The Special Collections unit of the University of Tennessee at Chattanooga (UTC) Library has reached a milestone of publishing more than 6,000 unique primary sources in UTC Digital Collections.
All resources are freely available to researchers on campus and in the wider community. Last year, UTC Digital Collections attracted more than 600,000 site visits from researchers around the globe. The most popular collections are two of the first resources Special Collections digitized, the Moccasin yearbooks and Echo student newspaper.
Special Collections began its mass digitization efforts in earnest in 2013 by scanning popular collections, including the Emma Bell Miles Southern Appalachia art, correspondence, and journals, which document the life of of the Walden Ridge naturalist, artist, columnist, and author who lived in the late 1800s and early 1900s. The digital surrogates have supported recent research on the topic by UTC undergraduate student, Dalton Burks, who authored her 2022 honors thesis, in part, about Emma Bell Miles. As part of her research, Burks conducted three interviews with experts on Miles that she deposited in Special Collections and repository published in UTC Digital Collections alongside the original art, letters, and diaries by Emma.
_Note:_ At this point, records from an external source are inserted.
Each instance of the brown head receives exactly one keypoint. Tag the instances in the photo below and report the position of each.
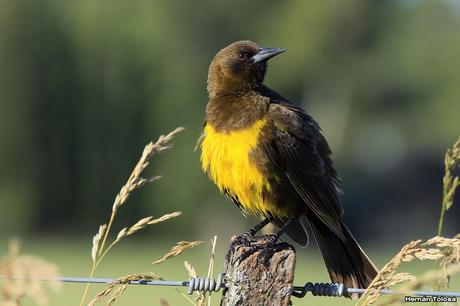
(239, 67)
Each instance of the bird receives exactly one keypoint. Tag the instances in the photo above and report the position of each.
(270, 158)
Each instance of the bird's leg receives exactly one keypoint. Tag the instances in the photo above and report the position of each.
(245, 238)
(270, 246)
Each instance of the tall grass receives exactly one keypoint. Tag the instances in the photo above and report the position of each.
(135, 181)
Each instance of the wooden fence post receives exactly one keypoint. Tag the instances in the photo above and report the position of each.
(255, 281)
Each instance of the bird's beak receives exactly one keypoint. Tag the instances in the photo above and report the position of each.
(265, 54)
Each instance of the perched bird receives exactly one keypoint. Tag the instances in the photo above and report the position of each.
(269, 156)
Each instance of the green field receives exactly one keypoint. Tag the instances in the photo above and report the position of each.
(135, 255)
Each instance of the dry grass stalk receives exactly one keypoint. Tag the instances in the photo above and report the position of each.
(134, 182)
(22, 277)
(178, 249)
(201, 298)
(451, 181)
(425, 279)
(444, 250)
(143, 223)
(122, 282)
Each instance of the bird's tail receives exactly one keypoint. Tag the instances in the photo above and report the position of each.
(345, 260)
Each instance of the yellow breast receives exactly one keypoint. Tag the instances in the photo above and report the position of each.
(226, 158)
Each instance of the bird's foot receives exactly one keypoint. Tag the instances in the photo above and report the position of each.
(244, 240)
(267, 245)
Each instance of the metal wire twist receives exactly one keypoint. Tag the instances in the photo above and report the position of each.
(319, 289)
(206, 284)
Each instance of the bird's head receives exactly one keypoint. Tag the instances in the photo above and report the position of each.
(238, 67)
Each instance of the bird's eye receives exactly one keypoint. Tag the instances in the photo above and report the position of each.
(242, 55)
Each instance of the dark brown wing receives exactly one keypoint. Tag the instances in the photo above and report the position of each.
(298, 149)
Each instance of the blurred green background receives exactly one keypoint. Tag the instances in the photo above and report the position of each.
(84, 85)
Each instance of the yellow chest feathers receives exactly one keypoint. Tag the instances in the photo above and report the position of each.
(226, 158)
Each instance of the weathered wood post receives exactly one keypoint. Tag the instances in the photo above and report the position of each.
(255, 280)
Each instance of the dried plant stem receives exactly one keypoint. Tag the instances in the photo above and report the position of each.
(135, 181)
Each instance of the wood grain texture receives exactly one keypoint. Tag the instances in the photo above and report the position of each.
(257, 281)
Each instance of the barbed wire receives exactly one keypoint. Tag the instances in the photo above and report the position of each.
(207, 284)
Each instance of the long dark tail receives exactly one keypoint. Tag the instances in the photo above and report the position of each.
(345, 260)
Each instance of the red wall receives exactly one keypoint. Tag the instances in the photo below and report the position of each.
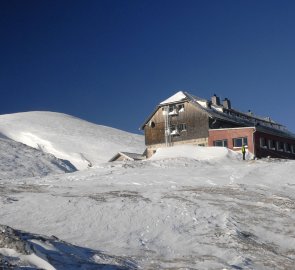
(265, 152)
(253, 141)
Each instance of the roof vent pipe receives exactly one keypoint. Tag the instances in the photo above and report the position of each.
(226, 103)
(215, 100)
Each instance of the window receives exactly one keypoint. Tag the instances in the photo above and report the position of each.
(222, 143)
(272, 144)
(181, 127)
(288, 147)
(238, 142)
(281, 146)
(180, 107)
(174, 130)
(263, 143)
(172, 108)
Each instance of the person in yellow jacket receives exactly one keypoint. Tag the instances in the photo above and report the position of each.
(243, 151)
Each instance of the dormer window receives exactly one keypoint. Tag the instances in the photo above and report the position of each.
(173, 110)
(180, 107)
(174, 130)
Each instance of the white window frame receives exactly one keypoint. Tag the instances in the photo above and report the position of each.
(243, 142)
(263, 142)
(222, 142)
(270, 144)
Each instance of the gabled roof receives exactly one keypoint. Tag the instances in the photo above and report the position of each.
(225, 114)
(127, 155)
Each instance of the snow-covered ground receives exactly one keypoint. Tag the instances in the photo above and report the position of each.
(66, 137)
(18, 160)
(185, 208)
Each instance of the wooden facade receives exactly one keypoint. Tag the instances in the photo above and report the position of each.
(195, 120)
(201, 122)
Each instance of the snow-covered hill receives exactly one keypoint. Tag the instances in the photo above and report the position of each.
(18, 160)
(196, 208)
(82, 143)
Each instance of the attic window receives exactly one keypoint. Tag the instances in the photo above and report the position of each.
(174, 130)
(181, 127)
(173, 110)
(180, 108)
(288, 148)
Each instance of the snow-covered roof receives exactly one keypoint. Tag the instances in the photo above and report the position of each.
(127, 155)
(179, 96)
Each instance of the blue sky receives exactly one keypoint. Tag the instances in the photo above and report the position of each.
(111, 62)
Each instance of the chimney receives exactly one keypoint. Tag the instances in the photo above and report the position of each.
(226, 103)
(215, 100)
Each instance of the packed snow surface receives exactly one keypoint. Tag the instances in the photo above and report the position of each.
(69, 138)
(176, 97)
(19, 160)
(186, 208)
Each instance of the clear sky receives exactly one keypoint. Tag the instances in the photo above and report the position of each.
(111, 62)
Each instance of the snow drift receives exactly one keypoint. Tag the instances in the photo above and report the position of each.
(69, 138)
(18, 160)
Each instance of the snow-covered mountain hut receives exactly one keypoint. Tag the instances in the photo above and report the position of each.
(187, 119)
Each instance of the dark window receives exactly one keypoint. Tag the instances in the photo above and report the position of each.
(281, 146)
(180, 107)
(263, 143)
(222, 143)
(238, 142)
(174, 131)
(288, 147)
(272, 144)
(171, 108)
(181, 127)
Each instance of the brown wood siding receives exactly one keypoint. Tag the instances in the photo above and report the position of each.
(196, 120)
(230, 134)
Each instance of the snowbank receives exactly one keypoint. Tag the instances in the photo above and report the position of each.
(82, 143)
(18, 160)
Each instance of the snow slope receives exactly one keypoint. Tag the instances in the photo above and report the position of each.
(18, 160)
(202, 209)
(82, 143)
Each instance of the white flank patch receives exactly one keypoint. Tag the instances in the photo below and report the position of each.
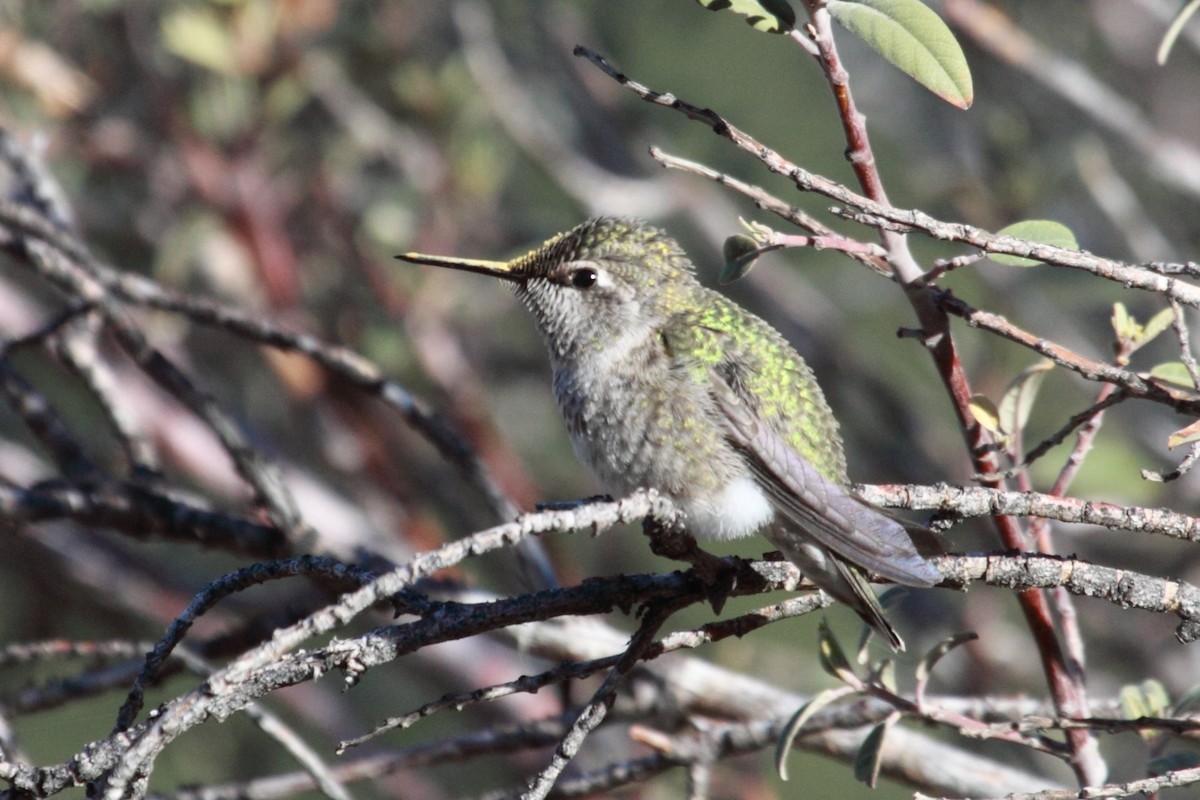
(739, 510)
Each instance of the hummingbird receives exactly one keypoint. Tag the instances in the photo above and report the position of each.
(666, 384)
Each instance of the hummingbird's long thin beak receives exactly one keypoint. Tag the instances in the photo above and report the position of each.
(496, 269)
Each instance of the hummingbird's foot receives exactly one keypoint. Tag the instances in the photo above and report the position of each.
(715, 575)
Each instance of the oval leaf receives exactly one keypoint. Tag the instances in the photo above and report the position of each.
(796, 723)
(1044, 232)
(1157, 324)
(1018, 400)
(1185, 435)
(199, 36)
(915, 40)
(741, 254)
(771, 16)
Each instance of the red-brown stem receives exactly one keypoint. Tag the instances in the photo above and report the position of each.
(1066, 686)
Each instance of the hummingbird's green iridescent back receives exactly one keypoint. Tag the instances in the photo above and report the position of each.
(767, 373)
(669, 385)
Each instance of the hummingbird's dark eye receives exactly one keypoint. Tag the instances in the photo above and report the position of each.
(585, 277)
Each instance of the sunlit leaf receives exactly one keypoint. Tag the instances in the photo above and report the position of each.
(886, 675)
(1044, 232)
(1018, 400)
(1145, 699)
(1157, 699)
(1157, 324)
(1122, 322)
(870, 752)
(1183, 435)
(912, 38)
(771, 16)
(1177, 759)
(985, 413)
(1173, 372)
(197, 35)
(793, 727)
(833, 657)
(741, 256)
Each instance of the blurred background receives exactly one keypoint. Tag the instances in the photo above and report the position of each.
(276, 154)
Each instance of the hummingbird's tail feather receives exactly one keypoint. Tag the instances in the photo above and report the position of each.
(844, 581)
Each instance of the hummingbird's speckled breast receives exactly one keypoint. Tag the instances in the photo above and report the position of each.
(639, 420)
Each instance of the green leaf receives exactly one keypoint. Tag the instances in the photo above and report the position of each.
(1183, 435)
(915, 40)
(771, 16)
(870, 752)
(1157, 324)
(199, 36)
(833, 657)
(1157, 699)
(1173, 372)
(1179, 759)
(796, 723)
(1125, 326)
(1044, 232)
(886, 675)
(741, 254)
(935, 654)
(985, 413)
(1018, 400)
(1133, 704)
(1187, 701)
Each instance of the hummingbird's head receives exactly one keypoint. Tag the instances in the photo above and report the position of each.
(606, 278)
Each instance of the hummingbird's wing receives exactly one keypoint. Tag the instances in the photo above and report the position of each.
(816, 505)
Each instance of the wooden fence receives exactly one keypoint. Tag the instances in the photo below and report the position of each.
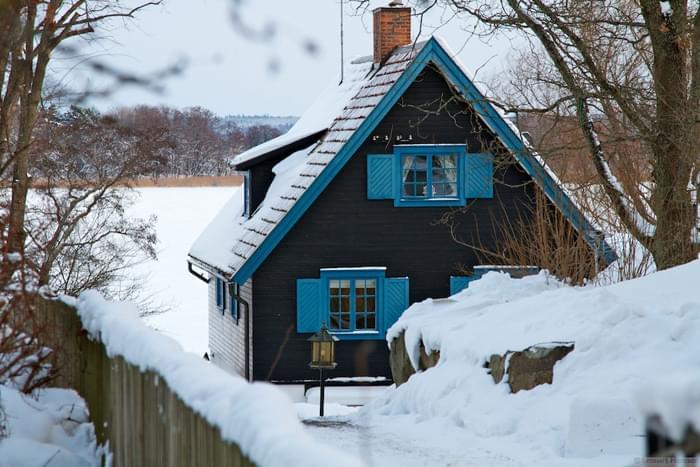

Special Collections works with a variety of stakeholders to build and sustain UTC Digital Collections. The repository partners with faculty to identify collections that could be used in the classroom. An good example of such a collection is the Chattanooga Civil Rights Movement Demonstrations photographs, a collection of photographs of the lunch counter sit-ins and protests spearheaded by Howard High School students in February 1960. This collection has been used in several assignments, including a series of exhibition panels designed by twenty-six students in a history class. Special Collections has also partnered with community groups, such as the Mayor’s Council for Women’s History Subcommittee to collect oral histories. In other cases, the repository has worked with instructors and their students to build collections, including the Chattanooga Foodways oral histories and Chattanooga LGBTQ+ oral histories.
Personnel in Special Collections weigh opportunities to digitize materials in the collections based on a number of considerations, including copyright concerns, popularity and use, and alignment with the repository’s collection development policy. Once materials are published, Special Collections ensures they are harvested by WorldCat and the Digital Public Library of America to maximize use.
Reaching 6,000 digital objects is an achievement that would not be possible without the contributions of the student assistants and interns who contribute their time and considerable talents to the repository. Special Collections employees an average of twenty student assistants and five interns annually. Since 2013, student assistants and interns have contributed nearly 40,000 hours to the repository’s processing, description, and digitization efforts.